At some point, governments may decide to get out of the business of business; how they do so will be complicated and differentiated. How much, how fast, and in what ways governments reduce their economic role will be one of the most important questions of the next decade.
- More scrutiny for business
Rightly or wrongly, there is a perception in many countries that during the financial crisis, financial institutions were culpable for the trauma, accepted billions of dollars from taxpayers, and gave little back. Now citizens all over the world could face higher taxes and/or fewer services in order to pay for the $10.6 trillion committed so far. The public will expect—indeed, demand—that their money be used for the benefit of society at large. This raises complicated questions. What does it mean for businesses to do right by their employees and customers? If a financial institution accepts a bailout, how should it think about calling in loans? When, if ever, is it appropriate to resume buybacks and pay higher dividends?

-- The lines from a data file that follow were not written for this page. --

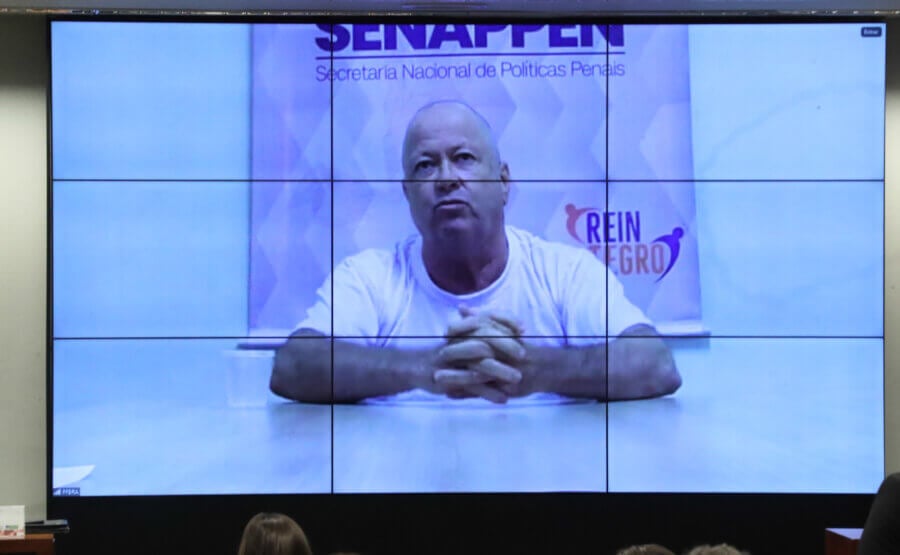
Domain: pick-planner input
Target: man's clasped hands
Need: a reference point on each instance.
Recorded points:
(484, 357)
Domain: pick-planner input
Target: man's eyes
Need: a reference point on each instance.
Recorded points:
(423, 165)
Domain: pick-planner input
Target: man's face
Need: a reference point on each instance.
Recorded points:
(453, 180)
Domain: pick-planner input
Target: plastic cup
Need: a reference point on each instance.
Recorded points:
(247, 377)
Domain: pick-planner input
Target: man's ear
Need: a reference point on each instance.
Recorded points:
(504, 181)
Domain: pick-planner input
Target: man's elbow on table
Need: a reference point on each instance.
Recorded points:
(664, 376)
(296, 381)
(651, 372)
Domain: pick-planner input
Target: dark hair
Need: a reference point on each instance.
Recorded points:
(273, 534)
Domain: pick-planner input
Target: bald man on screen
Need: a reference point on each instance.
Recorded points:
(470, 307)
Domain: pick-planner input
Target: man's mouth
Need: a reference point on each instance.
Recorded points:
(451, 203)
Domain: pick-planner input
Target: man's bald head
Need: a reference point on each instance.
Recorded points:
(449, 114)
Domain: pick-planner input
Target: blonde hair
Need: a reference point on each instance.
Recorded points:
(721, 549)
(646, 549)
(273, 534)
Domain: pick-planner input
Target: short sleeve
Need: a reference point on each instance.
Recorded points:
(594, 304)
(346, 305)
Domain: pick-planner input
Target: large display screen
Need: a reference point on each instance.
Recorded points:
(422, 257)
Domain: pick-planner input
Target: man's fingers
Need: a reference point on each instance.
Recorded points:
(488, 392)
(477, 326)
(460, 393)
(463, 352)
(506, 348)
(505, 319)
(497, 370)
(459, 377)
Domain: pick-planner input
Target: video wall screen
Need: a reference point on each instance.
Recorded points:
(424, 257)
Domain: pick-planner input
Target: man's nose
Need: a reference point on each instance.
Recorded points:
(448, 176)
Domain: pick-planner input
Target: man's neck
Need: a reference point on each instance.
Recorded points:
(464, 267)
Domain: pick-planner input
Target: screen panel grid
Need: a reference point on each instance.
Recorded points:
(390, 257)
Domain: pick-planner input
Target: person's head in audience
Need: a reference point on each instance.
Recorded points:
(721, 549)
(646, 549)
(273, 534)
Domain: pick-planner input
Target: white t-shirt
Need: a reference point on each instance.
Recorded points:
(558, 292)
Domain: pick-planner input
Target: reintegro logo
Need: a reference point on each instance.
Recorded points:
(615, 238)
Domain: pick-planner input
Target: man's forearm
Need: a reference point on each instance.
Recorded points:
(634, 366)
(307, 370)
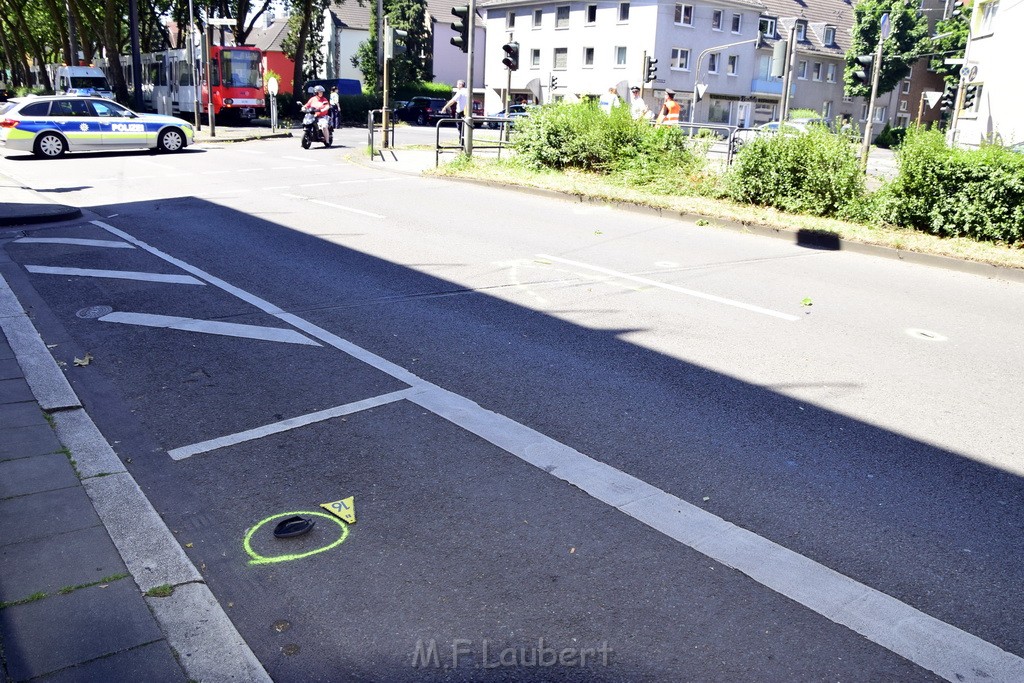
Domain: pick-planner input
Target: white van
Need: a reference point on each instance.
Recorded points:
(82, 81)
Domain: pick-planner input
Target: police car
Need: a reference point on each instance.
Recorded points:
(51, 125)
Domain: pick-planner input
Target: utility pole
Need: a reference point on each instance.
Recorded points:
(866, 144)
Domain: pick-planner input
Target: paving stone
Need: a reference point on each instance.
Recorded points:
(9, 369)
(14, 391)
(82, 556)
(28, 441)
(153, 664)
(40, 515)
(36, 474)
(47, 635)
(22, 415)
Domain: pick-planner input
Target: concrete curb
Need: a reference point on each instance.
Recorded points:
(196, 625)
(813, 241)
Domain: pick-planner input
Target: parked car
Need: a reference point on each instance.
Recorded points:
(422, 111)
(51, 125)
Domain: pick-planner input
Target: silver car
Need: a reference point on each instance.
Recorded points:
(51, 125)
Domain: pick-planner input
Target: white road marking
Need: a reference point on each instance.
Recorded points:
(209, 327)
(285, 425)
(107, 244)
(673, 288)
(928, 642)
(115, 274)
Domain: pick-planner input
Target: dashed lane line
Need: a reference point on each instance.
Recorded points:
(286, 425)
(115, 274)
(209, 327)
(673, 288)
(928, 642)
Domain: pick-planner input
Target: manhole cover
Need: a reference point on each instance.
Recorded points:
(94, 311)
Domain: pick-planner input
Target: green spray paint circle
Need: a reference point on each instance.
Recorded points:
(263, 559)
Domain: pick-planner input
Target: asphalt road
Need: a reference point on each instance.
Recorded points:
(660, 451)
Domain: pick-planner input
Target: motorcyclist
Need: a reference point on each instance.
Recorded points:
(321, 105)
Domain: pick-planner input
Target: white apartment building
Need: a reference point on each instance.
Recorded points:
(589, 46)
(992, 67)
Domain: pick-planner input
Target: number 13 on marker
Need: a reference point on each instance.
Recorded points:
(344, 509)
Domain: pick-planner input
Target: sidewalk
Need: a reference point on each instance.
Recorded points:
(93, 586)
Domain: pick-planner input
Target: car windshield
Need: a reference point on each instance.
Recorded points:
(95, 82)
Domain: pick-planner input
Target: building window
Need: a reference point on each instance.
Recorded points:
(562, 16)
(988, 11)
(680, 58)
(684, 14)
(561, 58)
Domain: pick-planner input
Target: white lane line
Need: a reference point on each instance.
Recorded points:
(935, 645)
(673, 288)
(286, 425)
(209, 327)
(105, 244)
(116, 274)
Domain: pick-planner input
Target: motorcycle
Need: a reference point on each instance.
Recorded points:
(312, 131)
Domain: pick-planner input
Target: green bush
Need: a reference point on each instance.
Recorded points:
(582, 136)
(816, 172)
(977, 194)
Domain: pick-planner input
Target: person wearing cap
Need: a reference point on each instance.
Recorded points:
(669, 116)
(609, 100)
(638, 107)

- Changing industry structures, consumer behavior, market positions, and sector attractiveness
One of the key questions facing business leaders is whether their industry will rebound from the economic shock posed by the virus, or sustain lasting damage. The answer to this question likely lies in an assessment of the degree to which industries find themselves susceptible to the elements highlighted in this article. For example, those that have shown themselves to be less resilient may find it difficult to regain their pre-COVID-19 standing. In the auto sector, for example, companies have relied on global just-in-time-based supply chains; they will be under pressure to change so that continuity of supply is just as valued as cost and speed to market.
- Finding the silver linings
If necessity is the mother of invention—and it often is—there could be some positive outcomes of the coronavirus crisis. These are unlikely to come anywhere near to compensating for the human and economic toll it is wreaking. However, given the general shortage of optimism at the moment, it may be heartening to consider a few encouraging possibilities.
One has to do with the human imperative to communicate. In this sense, the death of distance continues to be very real, and very positive. Individuals, communities, businesses, and governments alike are all learning new ways to connect: almost everyone knows a story of the grandparent who finally learned to Zoom, Skype, or FaceTime.
For businesses, the consequences have been profound. Many have learned how to operate remotely—at a high level and at far greater speed. These practices could well stick, making for better management and more flexible workforces—something that could be particularly useful for many women, the disabled, and those who prefer untraditional career trajectories.
Business leaders now have a better sense of what can, and cannot, be done outside their companies’ traditional processes. Many are beginning to appreciate the speed with which their organizations can move once they change how they do things. In short, the coronavirus is forcing both the pace and scale of workplace innovation. Indeed, as businesses are forced to do more with less, many are finding better, simpler, less expensive, and faster ways to operate.